Triggers of autoimmune disorders
Can be genetic or environmental. Often unknown and may involve hypersensitivity reactions.
Organ-specific autoimmune disease
Target antigens confined to a single organ. Example: Hashimoto's thyroiditis.
Systemic autoimmune disease
Target antigens found in multiple organs.

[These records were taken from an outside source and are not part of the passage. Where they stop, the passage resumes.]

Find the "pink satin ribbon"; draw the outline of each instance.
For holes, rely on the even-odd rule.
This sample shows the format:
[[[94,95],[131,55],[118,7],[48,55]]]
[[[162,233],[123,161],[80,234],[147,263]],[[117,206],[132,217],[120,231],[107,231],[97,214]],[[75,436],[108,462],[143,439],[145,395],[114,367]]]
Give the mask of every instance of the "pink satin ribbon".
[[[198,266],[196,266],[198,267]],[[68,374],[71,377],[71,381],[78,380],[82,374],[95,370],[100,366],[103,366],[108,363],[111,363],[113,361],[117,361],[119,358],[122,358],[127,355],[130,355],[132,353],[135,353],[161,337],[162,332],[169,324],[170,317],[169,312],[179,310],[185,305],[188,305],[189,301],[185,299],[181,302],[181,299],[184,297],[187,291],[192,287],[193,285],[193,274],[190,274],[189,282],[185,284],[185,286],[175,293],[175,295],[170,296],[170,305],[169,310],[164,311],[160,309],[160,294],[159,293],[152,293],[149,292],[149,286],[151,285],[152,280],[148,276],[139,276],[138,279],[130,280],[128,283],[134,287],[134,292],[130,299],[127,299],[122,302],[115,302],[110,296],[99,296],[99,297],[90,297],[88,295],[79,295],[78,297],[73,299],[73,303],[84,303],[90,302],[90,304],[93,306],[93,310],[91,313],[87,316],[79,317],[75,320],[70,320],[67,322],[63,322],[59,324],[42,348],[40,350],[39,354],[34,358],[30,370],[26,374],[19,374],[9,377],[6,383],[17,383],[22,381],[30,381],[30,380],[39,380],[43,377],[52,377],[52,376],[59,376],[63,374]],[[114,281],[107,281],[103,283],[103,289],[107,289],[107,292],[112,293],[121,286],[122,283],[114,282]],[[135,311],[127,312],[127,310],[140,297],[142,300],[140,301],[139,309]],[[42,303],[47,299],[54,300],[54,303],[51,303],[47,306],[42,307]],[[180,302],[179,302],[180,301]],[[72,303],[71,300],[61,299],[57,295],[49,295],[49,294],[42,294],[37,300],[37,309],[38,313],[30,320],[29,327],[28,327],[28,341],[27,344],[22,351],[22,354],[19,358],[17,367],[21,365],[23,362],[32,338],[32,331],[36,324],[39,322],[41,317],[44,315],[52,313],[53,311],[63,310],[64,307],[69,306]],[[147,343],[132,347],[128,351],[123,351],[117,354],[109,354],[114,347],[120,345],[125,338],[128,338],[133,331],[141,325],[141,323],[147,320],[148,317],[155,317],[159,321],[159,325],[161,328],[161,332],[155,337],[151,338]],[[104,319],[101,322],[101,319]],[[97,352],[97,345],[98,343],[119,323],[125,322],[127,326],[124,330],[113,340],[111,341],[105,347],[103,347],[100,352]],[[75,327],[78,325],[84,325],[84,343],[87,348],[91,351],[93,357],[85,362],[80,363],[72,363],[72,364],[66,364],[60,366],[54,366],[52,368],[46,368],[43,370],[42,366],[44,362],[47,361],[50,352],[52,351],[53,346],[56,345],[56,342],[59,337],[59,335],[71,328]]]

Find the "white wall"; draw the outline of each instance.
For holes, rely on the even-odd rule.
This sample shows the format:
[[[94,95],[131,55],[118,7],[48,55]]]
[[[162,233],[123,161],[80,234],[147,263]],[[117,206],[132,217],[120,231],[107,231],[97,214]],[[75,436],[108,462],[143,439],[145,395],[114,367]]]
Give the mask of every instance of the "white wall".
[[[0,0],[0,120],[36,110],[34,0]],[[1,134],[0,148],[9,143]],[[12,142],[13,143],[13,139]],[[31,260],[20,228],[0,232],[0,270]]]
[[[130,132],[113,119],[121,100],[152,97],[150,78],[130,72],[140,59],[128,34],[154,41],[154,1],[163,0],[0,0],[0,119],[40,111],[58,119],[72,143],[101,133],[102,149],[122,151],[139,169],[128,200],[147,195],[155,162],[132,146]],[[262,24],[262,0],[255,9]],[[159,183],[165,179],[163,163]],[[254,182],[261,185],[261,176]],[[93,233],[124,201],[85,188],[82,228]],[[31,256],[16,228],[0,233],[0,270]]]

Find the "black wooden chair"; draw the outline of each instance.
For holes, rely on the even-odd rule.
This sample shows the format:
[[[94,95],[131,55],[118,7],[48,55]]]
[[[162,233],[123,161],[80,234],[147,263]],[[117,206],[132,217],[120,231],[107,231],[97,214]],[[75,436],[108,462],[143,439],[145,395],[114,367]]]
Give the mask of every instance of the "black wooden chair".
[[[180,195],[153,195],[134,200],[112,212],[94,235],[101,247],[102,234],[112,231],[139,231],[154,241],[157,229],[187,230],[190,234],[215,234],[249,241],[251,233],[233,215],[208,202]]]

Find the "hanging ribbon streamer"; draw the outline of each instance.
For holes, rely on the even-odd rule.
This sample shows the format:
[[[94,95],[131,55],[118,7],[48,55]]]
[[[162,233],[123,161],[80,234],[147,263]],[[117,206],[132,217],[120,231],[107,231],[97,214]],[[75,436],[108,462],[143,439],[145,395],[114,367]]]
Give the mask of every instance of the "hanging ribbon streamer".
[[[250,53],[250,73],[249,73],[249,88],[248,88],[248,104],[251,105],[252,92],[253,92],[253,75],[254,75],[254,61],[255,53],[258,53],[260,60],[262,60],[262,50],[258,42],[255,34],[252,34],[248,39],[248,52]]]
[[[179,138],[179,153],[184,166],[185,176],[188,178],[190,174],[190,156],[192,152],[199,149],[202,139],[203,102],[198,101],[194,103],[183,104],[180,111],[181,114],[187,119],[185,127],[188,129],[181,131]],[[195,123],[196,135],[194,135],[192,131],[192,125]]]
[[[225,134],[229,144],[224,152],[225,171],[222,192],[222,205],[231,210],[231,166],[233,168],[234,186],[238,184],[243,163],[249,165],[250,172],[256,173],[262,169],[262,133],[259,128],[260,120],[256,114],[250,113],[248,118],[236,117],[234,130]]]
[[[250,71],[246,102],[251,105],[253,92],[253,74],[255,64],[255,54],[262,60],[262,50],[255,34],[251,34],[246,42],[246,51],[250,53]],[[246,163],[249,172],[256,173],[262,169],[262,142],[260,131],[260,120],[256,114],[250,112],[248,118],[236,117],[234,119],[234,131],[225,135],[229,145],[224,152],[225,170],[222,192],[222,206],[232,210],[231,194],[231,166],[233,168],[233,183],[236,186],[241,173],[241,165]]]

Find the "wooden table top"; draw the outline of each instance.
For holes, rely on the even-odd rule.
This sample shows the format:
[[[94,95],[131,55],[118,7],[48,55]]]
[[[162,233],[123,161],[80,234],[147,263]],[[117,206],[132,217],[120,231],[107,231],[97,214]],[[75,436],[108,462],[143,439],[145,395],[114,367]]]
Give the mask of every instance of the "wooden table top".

Example: Systemic lupus erythematosus (SLE).
Type II hypersensitivity
Hypersensitivity type with autoantibody-mediated receptor effects.
Mechanism in Graves' disease
Autoantibodies stimulate TSH receptors, increasing thyroid hormone production (Type II).
Mechanism in Myasthenia gravis
Autoantibodies block acetylcholine receptors at the neuromuscular junction, causing muscle weakness.
Chronic autoimmune atrophic gastritis
Autoantibodies against parietal cells and intrinsic factor lead to gastric atrophy and pernicious anemia.
Hashimoto's thyroiditis
Autoantibodies destroy thyroid tissue, replaced by lymphocytes, resulting in hypothyroidism.
Key features of systemic lupus erythematosus (SLE)
Anti-nuclear antibodies (ANA), malar rash, multisystem involvement (skin, kidneys, joints, CNS).
Organs commonly affected in SLE
Skin, joints, kidneys, brain, connective tissue.
Rheumatoid arthritis
Chronic autoimmune polyarthritis with joint damage, rheumatoid nodules, and T cell-mediated inflammation.
Rheumatic heart disease mechanism
Cross-reactive autoantibodies formed after group A streptococcal infection target heart tissues, forming Aschoff bodies and causing carditis.
Oedema
Extracellular fluid accumulation (interstitial).
Hydropic Change
Intracellular fluid accumulation.
Types of oedema
Localized and generalized.
Causes of localized oedema
Acute inflammation (e.g., burns), allergic reactions (e.g., bee stings).
Causes of generalized oedema
Right heart failure, renal disease (e.g., glomerulonephritis).
Ascites
Oedema fluid accumulation in the peritoneal cavity.
Reduced plasma osmotic pressure in oedema
Due to hypoproteinaemia.
Hormonal mechanism contributing to oedema
Activation of the renin-angiotensin-aldosterone system (RAAS), leading to sodium and water retention.
Oestrogen's role in oedema
Stimulates angiotensinogen secretion and promotes sodium retention.
Life-threatening oedema types
Pulmonary oedema and cerebral oedema.
Anasarca
Severe, generalized oedema affecting the entire body.
Hydrothorax
Fluid accumulation in the pleural cavity.
Hydropericardium
Fluid accumulation in the pericardial sac.
Lymphatic obstruction in parasitic infection
Caused by Wuchereria bancrofti, leading to elephantiasis.
Transudate
Non-inflammatory, low-protein oedematous fluid.
Oedema in kwashiorkor
Generalized oedema due to malnutrition and hypoalbuminaemia.